Dossier : La violence au féminin, phénomène caché et problème socio-sanitaire
Dans le cadre du module « Promotion, prévention et éducation à la santé » du diplôme Bachelor en soins infirmiers délivré par la Haute Ecole de Santé de La Source (Lausanne), Sandra Winterhalter et Stéphanie Vachoux ont réalisé leur mémoire de stage au sein de l’association Face à Face.
Les étudiantes nous livrent un regard analytique sur les problèmes socio-sanitaires axés sur la violence et la maltraitance, après avoir étudié le travail de l’association et le public qui y fait appel.
Ce rapport, remarquablement rédigé et conduit sous la direction de C. Ghaber et D. Burnand, se fonde sur une approche d’observation scientifique et d’analyse statistique sur des cas réels où l’association est intervenue.
Télécharger le rapport « La Violence au féminin, phénomène caché et problème socio-sanitaire »

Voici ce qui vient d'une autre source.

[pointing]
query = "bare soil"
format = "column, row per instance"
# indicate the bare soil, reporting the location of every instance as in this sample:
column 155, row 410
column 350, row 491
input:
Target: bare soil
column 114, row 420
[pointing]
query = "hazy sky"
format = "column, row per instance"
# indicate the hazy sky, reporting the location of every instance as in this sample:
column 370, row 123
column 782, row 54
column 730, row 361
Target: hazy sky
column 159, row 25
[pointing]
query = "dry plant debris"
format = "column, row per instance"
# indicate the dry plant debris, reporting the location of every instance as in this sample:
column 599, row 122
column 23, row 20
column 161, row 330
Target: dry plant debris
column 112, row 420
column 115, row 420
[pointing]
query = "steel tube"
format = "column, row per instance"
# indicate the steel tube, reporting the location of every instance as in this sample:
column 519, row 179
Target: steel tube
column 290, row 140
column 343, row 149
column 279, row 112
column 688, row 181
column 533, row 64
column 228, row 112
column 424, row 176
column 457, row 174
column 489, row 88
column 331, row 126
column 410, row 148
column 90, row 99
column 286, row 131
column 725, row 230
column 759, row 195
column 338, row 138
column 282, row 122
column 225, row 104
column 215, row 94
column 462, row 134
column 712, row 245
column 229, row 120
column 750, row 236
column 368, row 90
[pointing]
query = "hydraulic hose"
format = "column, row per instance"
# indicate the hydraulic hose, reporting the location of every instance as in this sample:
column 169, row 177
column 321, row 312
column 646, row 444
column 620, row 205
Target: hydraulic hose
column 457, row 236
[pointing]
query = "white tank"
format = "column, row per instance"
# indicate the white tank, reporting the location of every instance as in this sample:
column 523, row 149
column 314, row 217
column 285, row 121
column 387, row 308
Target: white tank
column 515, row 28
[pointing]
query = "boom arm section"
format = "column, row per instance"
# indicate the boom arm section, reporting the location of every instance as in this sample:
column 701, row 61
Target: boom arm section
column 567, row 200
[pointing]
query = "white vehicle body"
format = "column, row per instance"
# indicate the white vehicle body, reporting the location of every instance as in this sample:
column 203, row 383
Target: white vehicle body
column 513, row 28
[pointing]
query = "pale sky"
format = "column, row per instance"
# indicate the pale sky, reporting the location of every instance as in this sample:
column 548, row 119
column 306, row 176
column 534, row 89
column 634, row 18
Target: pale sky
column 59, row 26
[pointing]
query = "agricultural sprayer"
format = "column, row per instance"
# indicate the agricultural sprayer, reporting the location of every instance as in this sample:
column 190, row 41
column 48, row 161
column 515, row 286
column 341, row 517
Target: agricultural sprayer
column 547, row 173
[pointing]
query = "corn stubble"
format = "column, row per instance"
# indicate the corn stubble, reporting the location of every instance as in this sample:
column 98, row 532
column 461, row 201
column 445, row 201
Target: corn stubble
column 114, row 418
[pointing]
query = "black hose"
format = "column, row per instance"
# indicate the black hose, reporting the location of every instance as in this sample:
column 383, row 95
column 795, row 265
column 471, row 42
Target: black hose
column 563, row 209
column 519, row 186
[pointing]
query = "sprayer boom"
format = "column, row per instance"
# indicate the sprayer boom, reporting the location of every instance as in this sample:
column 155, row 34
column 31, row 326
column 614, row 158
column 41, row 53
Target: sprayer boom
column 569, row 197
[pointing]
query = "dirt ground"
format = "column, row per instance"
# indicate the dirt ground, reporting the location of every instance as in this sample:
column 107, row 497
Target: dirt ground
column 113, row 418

Parmi les conclusions les plus remarquables du rapport des étudiantes, on peut citer :
Sur la sous-représentation des femmes auteures de violences :
Depuis le 1er avril 2004, les lésions corporelles simples, les voies de fait, les menaces, la contrainte sexuelle et le viol constituent des délits poursuivis d’office. [...] peu de femmes y figurent puisque leur types de violence sont plus insidieux et donc plus difficilement décelables. On peut alors comprendre cette sous représentation
Sur la nécessité d’une formation adaptée des forces de l’ordre intervenant dans les conflits conjugaux :
les premières personnes [qui interviennent] lors d’appels à l’aide, soit les policiers, devraient être formés à prendre en charge les femmes auteures de violence et les hommes battus dans les statistiques.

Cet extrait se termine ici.